Pourquoi je me mets à parler de préservatifs ?

C’est peut-être l’arrivée de la Saint Valentin qui m’inspire, ou le fait de travailler pour une association décomplexée qui parle librement de sexe bio, d’infertilité, de maladies et qui distribue des capotes à tout va !

Peut-être aussi parce que depuis 3 ans maintenant je m’intéresse à la symptothermie comme méthode de contraception, à la question de la féminité et du féminisme en général.

Aussi sans doute par le fait que je redécouvre la jungle du dating après des années passées en couple ou à l’étranger, jungle que je trouve fascinante et déroutante à la fois ^^.

Je me mets à la page et me trouve à beaucoup discuter des relations hommes-femmes, des préjugés, de charge mentale, de comment sont abordés aujourd’hui la contraception, l’éducation sexuelle, les IST et le fait que les gens mettent de moins en moins de préservatifs.

C’est un sujet encore un peu tabou, alors que soyons honnêtes : le sexe fait partie intégrante de la vie de tout le monde !

Je vais surtout ici parler de relations hétérosexuelles, parce que c’est ce que je connais, n’y voyez aucune discrimination 🙂

Love birds Sydney

Les gens mettent moins de capotes

Ayant grandi dans les années 90, je fais partie de la « Génération Sida », où on était sur-sensibilisé à ce maudit virus et dès la puberté, le sujet du préservatif était monnaie courante. Pas question d’avoir des rapports sexuels sans !

Je découvre qu’aujourd’hui il existe ce qu’on appelle la PrEP, un traitement pré-exposition éventuelle au VIH pour éviter l’infection, surtout connu dans le milieu Gay apparemment. Même si la PrEP ne dispense pas de protection externe – car elle ne protège pas des autres IST – force est de constater que l’usage du préservatif est en perdition. Alors on ne va pas tout mettre sur le dos de la PrEP, bien sûr !

Avec toutes les avancées médicales qui permettent de traiter et prévenir en cas de contraction du VIH ainsi qu’un accès plus facile à des traitements, la fréquence des nouveaux cas a drastiquement diminué dans les années 2000 (et tant mieux !). Cette bonne nouvelle tend à faire penser que c’est bon, on ne risque plus rien, donc les gens se protègent de moins en mois.

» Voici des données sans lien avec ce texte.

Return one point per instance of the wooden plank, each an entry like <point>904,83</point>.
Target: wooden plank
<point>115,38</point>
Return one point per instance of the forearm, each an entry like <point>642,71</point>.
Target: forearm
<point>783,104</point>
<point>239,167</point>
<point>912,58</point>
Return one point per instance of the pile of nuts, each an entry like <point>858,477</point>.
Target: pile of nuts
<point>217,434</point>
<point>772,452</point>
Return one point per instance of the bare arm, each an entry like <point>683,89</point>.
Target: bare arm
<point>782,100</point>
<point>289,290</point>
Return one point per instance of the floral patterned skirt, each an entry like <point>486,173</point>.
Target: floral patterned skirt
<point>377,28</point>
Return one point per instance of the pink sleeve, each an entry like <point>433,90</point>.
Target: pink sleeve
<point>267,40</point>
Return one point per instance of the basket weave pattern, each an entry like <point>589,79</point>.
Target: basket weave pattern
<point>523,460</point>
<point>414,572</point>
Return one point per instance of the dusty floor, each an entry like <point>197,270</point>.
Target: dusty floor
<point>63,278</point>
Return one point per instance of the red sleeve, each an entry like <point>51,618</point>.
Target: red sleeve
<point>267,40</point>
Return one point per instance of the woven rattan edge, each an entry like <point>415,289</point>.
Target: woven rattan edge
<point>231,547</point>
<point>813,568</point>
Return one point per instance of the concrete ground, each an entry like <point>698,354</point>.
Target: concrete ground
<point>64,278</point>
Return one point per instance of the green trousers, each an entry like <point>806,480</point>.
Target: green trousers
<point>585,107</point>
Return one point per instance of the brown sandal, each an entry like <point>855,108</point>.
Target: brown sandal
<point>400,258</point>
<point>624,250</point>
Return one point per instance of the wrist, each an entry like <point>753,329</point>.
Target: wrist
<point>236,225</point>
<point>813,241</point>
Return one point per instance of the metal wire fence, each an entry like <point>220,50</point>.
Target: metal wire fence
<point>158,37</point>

En revanche, ce n’est pas le cas pour les autres infections sexuellement transmissibles, qu’on a tendance à oublier.

Au contraire, les IST se sont multipliées par 3 entre 2012 et 2016, surtout chez les jeunes.

Préservatifs green

Le port du préservatif pour protéger des infections sexuellement transmissibles

C’est le moment de voir si vous êtes incollables sur les IST ^^ (pas d’inquiétude, j’ai appris des choses aussi en faisant mes recherches pour cet article !).

Les IST qu’on connaît mais qu’on a tendance à oublier :

  • L’herpès génital : virus très contagieux qui entraîne boutons et démangeaisons avec possibilité de récidive, car il reste en latence dans le corps.
  • L’hépatite B : forme la plus grave des hépatites virales, c’est un virus qui peut attaquer le foie allant jusqu’à la cirrhose ou le cancer. Il existe un vaccin pour s’en protéger à vie.
  • La syphilis : infection bactérienne qui touche la peau et les muqueuses et qui, non traitée, peut entraîner des problèmes neurologiques, cardiaques, hépatiques, rénaux voire psychiatriques.
  • Le SIDA : la plus connue, cette maladie grave se transmet par voie sexuelle mais aussi par voie sanguine. Le Virus à Immunodéficience Humaine attaque le système immunitaire. Il existe encore, même si le plus gros est derrière nous.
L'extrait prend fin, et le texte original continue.